Technically zoned for Production, Distribution and Repair (PDR) uses, special permission for Gus’s Community Market to open on the corner of Harrison and 17th Street, on the first floor of what is technically the 400 Alabama Street building, was granted back in 2015, as we first reported at the time.
And an even bigger addition to the 32-foot-tall building, which sits on a parcel which is zoned for development up to 68 feet in height, as measured from Alabama Street, has recently been drawn.
As envisioned, the proposed addition would add three stories and 65,000 square feet of new “PDR” space atop the building, along with 21 new parking spaces on the building’s mezzanine level, accessed via Alabama.
From Stanton Architecture with respect to their plans:
“The three-level addition will sit atop the existing PDR building and aims to leave the industrial character of the building intact. To achieve this, the new construction will sit inside of the parapet and will feature contrasting design characteristics to ensure that the addition compliments and not competes with the existing concrete building.
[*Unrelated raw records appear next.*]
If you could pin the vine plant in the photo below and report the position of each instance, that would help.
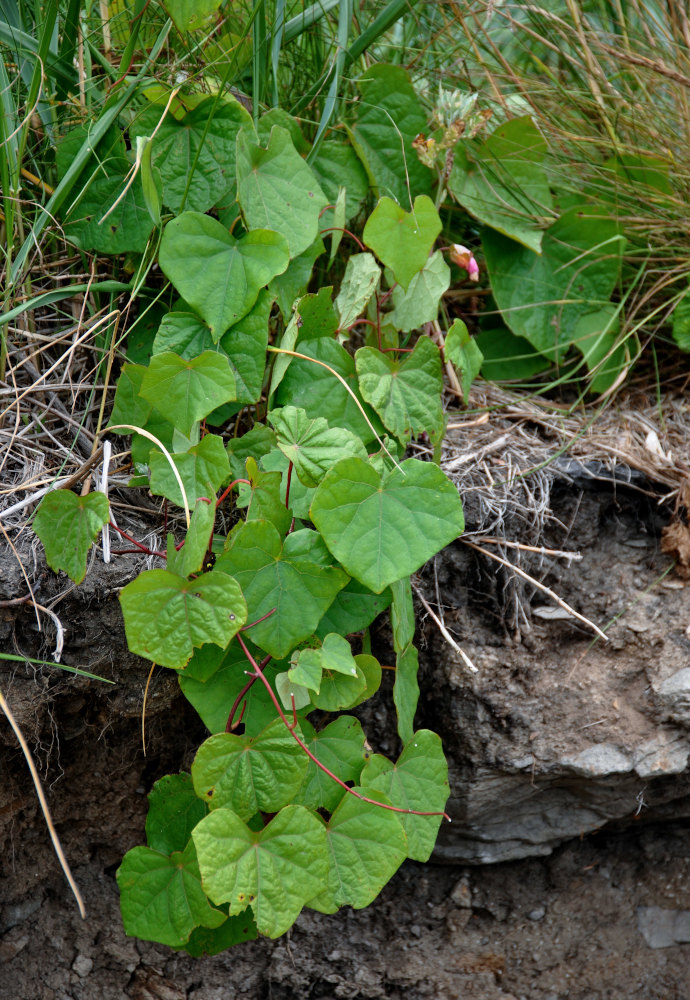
(263, 623)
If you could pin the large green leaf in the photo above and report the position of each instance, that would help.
(418, 781)
(340, 748)
(249, 775)
(311, 445)
(543, 297)
(367, 845)
(204, 141)
(289, 579)
(389, 118)
(403, 240)
(362, 275)
(406, 394)
(166, 616)
(502, 182)
(419, 304)
(219, 276)
(203, 469)
(67, 525)
(320, 394)
(277, 189)
(161, 897)
(187, 390)
(382, 528)
(174, 811)
(275, 871)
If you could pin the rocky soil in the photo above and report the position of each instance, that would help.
(568, 768)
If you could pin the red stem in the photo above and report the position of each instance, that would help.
(291, 729)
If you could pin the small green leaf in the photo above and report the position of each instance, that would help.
(311, 445)
(174, 811)
(283, 578)
(403, 240)
(384, 528)
(185, 391)
(219, 276)
(340, 748)
(277, 190)
(166, 616)
(249, 775)
(419, 304)
(406, 394)
(203, 468)
(464, 353)
(367, 845)
(418, 781)
(362, 275)
(275, 871)
(161, 897)
(67, 525)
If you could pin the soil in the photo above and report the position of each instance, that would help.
(566, 926)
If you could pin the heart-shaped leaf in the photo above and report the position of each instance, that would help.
(406, 394)
(247, 774)
(418, 781)
(186, 390)
(403, 240)
(311, 445)
(285, 579)
(275, 871)
(67, 525)
(277, 189)
(219, 276)
(382, 528)
(166, 616)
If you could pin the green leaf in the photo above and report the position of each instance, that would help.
(166, 616)
(127, 227)
(362, 275)
(214, 696)
(502, 182)
(285, 578)
(174, 811)
(389, 118)
(319, 393)
(680, 319)
(185, 391)
(249, 775)
(204, 140)
(419, 304)
(354, 608)
(275, 871)
(262, 498)
(418, 781)
(340, 748)
(384, 528)
(406, 394)
(190, 558)
(278, 191)
(367, 845)
(311, 445)
(188, 15)
(542, 298)
(161, 897)
(203, 468)
(219, 276)
(67, 525)
(464, 354)
(406, 690)
(403, 240)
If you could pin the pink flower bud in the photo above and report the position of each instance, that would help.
(465, 259)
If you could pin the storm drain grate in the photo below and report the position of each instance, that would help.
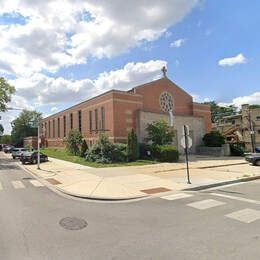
(155, 190)
(73, 223)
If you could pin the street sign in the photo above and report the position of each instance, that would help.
(189, 142)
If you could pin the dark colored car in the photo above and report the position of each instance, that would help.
(32, 157)
(253, 158)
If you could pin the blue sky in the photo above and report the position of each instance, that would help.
(57, 53)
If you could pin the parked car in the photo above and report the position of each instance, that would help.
(253, 158)
(17, 152)
(32, 157)
(8, 149)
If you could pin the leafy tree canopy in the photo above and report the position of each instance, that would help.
(6, 91)
(26, 124)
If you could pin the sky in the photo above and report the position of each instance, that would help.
(57, 53)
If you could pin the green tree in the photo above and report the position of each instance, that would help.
(73, 141)
(1, 129)
(217, 112)
(159, 133)
(6, 139)
(6, 91)
(26, 124)
(132, 148)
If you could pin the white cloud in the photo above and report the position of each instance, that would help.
(239, 59)
(65, 32)
(178, 43)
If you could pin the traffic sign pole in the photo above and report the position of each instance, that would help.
(186, 152)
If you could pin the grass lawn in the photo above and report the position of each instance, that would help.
(63, 155)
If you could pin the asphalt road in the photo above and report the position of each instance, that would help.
(156, 228)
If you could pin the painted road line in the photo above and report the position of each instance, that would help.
(176, 196)
(236, 198)
(18, 184)
(245, 215)
(36, 183)
(206, 204)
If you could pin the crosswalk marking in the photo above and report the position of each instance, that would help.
(36, 183)
(18, 184)
(206, 204)
(176, 196)
(245, 215)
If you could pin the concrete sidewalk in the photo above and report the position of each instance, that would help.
(122, 183)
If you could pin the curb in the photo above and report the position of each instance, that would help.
(208, 186)
(101, 198)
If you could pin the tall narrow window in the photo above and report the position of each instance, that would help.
(79, 118)
(102, 118)
(96, 119)
(71, 121)
(64, 126)
(49, 129)
(53, 128)
(58, 127)
(90, 121)
(45, 129)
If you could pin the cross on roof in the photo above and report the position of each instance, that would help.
(164, 70)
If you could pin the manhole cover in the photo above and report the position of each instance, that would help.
(73, 223)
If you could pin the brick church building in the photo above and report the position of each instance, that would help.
(116, 112)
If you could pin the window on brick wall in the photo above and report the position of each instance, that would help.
(53, 128)
(58, 127)
(90, 121)
(49, 129)
(96, 119)
(71, 121)
(64, 126)
(45, 129)
(79, 119)
(102, 118)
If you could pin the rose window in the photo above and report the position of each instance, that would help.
(166, 102)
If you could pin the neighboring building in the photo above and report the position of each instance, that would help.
(242, 128)
(117, 112)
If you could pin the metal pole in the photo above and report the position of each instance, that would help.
(38, 144)
(186, 153)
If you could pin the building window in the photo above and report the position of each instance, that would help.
(58, 127)
(49, 129)
(53, 128)
(79, 118)
(71, 121)
(96, 119)
(45, 129)
(64, 126)
(102, 118)
(90, 121)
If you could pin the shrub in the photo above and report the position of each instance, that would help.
(165, 153)
(214, 139)
(159, 133)
(105, 152)
(84, 148)
(237, 150)
(132, 148)
(73, 141)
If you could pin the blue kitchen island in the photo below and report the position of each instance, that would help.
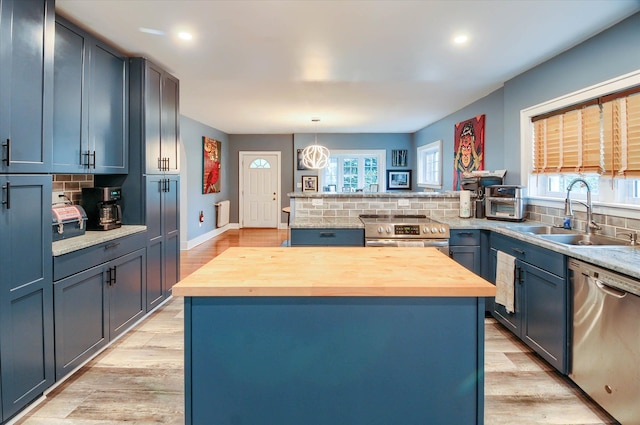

The new construction will feature a mix of clear glass, semi-transparent glass, and opaque spandrel panels in a vertical pattern. The exposed vertical mullions on the glass and the aluminum-clad expressed floor slabs will evoke the manufacturing elements of the neighborhood.
The reductive massing setbacks located along Harrison Street will help sculpt the building while providing open space for building users. The mechanical spaces along Alabama Street will be treated with a decorative screen element that will allow for ventilation of the space, while accentuating the industrial character of the addition.
A projection along Harrison Street is proposed to balance the massing and provide an element of visual interest and contrast. This projection will consist of dynamic and opaque glass with exposed framing. The dynamic glass along this western façade aids in sustainability features for the project.
In summary, the proposed massing should provide both additive and subtractive articulation with a contemporary style that will complement the existing industrial building.”
While the addition would require some seismic upgrades to accommodate the addition, it’s possible the work could be completed without having to close Gus’s as designed (although the market’s parking lot would need to be shuttered for some period of time). We’ll keep you posted and plugged-in.